In the 1980s Agatha Christie Movie Collection, Helen Hayes plays Miss Marple. Although I consider the Joan Hickson films the most classic (and well-scripted) of all Christie tributes, I consider Helen Hayes to be the most similar to my own vision of Miss Marple.
The Caribbean Mystery (1983) is mostly accurate to the novel despite the novel itself being one of Christie's-hey-let's-kill-off-a-character-every-twenty-pages tomes. It brings up an issue that I've noticed with some television mysteries: we, the audience are supposed to be happy that the designated victim didn't get killed despite the fact that about twelve other people died in the meantime. One can't help but wonder, "If the murderer managed to take out the actual victim right away, wouldn't that have been worth the cost here?"

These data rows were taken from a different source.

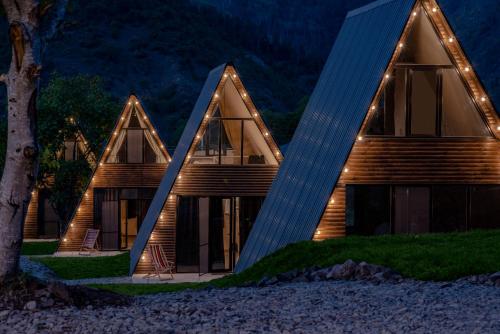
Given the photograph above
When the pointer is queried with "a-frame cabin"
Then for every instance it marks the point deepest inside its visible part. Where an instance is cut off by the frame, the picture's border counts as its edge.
(123, 184)
(221, 171)
(42, 222)
(399, 136)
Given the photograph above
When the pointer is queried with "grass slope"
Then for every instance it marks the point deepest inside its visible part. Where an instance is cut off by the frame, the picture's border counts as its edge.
(88, 267)
(39, 248)
(432, 257)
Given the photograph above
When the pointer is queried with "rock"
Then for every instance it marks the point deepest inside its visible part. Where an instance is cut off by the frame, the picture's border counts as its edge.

Hey, but at least the person who was being targeted didn't die!
Still, the movie is reasonably well-rendered and acted, and the villain is as unsettlingly horrible as required. The story also plays on one of Christie's neat psychological twists. Considering that Christie wrote her mysteries before evolutionary psychology was a "thing," she is remarkably insightful about how people's brains work.
A rambling elderly gentleman tells Miss Marple a story of a murderer. The gentleman says genially, "Want to see the photo of a murderer?" and goes to pull a photo out of his wallet. He looks at the photo, glances up, and gets an odd expression on his face. He immediately tucks the photo away. Miss Marple later surmises that the murderer was present; her conversationalist made the connection and got upset.
One of her fellow investigators queries, "But if he had the photo all along--?"
Miss Marple explains that the photo was simply a prop to the story. He pulled it out as the capstone to his narrative; he probably hadn't looked at it in years. This time, he just happened to glance at it, then looked up and saw the same face.
She also explains that the elderly gentleman had many stories. Since Miss Marple wasn't really listening, she can't say whether the photo was connected to the story he started with or to another story that formed a kind of tangent. The listener's assumptions and the speaker's assumptions don't automatically dovetail. The phrase "a murderer" rather than "the murderer" could imply either a joking tone OR a reference to someone unconnected to the gentleman's original story. (Oh, and the gentleman is murdered himself, so he can't clarify what he meant--and he is murdered in a psychologically misleading way.)
By the end of the novel/movie, the answer (what the gentleman speaker did mean) seems obvious. It is Christie's strength that the natural human confusion that arises out of dropped pronouns and the habits of a garrulous storyteller would complicate the clear mystery arc.
Regarding Helen Hayes, she comes across as sweeter and less astringent than Joan Hickson. She captures the same sense of duty and careful balancing of clues. Like Thirteen for Dinner, this is a decent (if slightly too long) production.